Den Beamten erschien das unglaubwürdig. "Für uns war klar, dass etwas Furchtbares in dieser Wohnung passiert sein muss", erinnerte sich einer der zwei Streifenpolizisten im Zeugenstand. Philipp K. wurde festgenommen, während der ebenfalls am Tatort angetroffene Oliver D. die Wohnung verlassen und sich ins Stiegenhaus begeben konnte.

Detektiv spionierte Oliver D. aus
Nach der Einvernahme der Polizisten ging es noch einmal um Oliver D., den Bekannten von Philipp K, den dieser laut Anklage in seine Wohnung bestellt hatte, wo er diesem wenige Minuten vor seiner Festnahme die Bluttat gebeichtet haben soll.
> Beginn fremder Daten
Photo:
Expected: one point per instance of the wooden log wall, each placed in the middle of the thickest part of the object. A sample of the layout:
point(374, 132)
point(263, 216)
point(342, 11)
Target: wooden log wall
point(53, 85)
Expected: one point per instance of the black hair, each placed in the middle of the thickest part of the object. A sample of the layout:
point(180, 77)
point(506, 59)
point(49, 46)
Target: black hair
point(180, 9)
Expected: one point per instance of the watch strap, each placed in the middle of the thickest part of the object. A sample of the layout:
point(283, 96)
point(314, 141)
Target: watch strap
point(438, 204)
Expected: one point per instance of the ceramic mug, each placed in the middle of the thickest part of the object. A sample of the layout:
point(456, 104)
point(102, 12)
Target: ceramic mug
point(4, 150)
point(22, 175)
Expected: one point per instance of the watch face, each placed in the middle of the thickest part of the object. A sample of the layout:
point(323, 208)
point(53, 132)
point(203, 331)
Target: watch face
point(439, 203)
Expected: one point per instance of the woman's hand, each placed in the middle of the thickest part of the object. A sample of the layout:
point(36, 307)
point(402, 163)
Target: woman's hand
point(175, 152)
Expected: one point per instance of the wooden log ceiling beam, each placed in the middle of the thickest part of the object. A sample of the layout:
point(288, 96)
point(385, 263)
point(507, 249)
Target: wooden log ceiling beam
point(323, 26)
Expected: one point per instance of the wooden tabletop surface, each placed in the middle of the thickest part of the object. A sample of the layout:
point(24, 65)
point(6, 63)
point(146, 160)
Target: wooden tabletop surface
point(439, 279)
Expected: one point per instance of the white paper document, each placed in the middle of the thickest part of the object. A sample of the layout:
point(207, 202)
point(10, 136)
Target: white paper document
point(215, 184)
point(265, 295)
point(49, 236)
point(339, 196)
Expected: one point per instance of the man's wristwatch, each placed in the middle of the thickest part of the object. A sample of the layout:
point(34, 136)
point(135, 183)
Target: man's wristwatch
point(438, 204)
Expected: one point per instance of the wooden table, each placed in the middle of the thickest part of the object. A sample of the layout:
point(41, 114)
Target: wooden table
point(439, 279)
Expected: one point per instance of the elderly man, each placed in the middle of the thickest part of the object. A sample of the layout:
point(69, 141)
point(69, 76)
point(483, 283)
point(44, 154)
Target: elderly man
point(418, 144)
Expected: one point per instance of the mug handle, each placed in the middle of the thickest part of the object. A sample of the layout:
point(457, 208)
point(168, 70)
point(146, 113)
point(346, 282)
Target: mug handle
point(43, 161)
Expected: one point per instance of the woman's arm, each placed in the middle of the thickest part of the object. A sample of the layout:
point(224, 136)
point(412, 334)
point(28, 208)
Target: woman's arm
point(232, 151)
Ein Münchner Privatdetektiv, den Verteidiger Ernst Schillhammer stellig gemacht hatte, erklärte im Zeugenstand, er habe im Auftrag der Großmutter des Angeklagten dessen "Lebenslauf" und "Persönlichkeitsprofil" recherchiert.

Lügen auf Facebook
Alles, was er auf Facebook postet, ist gelogen. Er ist kein Akademiker, hat nicht einmal Abitur", so der Detektiv aus München. "Glauben, Sie, dass er der Einzige ist, der auf Facebook nicht die Wahrheit sagt?", warf Richterin Sonja Weis ein. Er habe auch mit den Eltern gesprochen, setzte der Zeuge fort. Diese würden sich vor Oliver D. fürchten und hätten ihm eingeschärft, ihrem Sohn keinesfalls ihre aktuelle Anschrift und Telefonnummer weiterzugeben, da dieser "ins Drogen- und Verbrechermilieu" abgeglitten sei.

Oliver D.:"Ich hab' niemandem was gesagt"
Im Anschluss wurde noch einmal der an sich schon in der Vorwoche vernommene Oliver D. in den Zeugenstand geholt, der sich sogleich über den zuvor befragten Detektiv ausließ ("Der Lackaffe!") und versicherte, dieser "lüge" und habe niemals mit seinen Eltern geredet. Oliver D. versicherte neuerlich, mit dem inkriminierten Verbrechen nichts zu tun zu haben. Die Angaben der Mutter des Angeklagten, die am vergangenen Donnerstag Gegenteiliges behauptet und betont hatte, Oliver D. habe seine Beteiligung einem Mann mit einem kroatisch klingenden Namen auch gestanden, tat dieser als "Larifari" ab: "Ich hab' diesbezüglich niemandem was gesagt. Ich bin doch nicht blöd."

Im Übrigen wundere er sich, "was das Ganze für das Verfahren überhaupt soll", bemerkte Oliver D. mit einem Seitenblick auf Philipp K. "Dem kann doch der liebe Gott nicht mehr helfen. Der Mann ist erledigt", sagte er abschließend über den Angeklagten.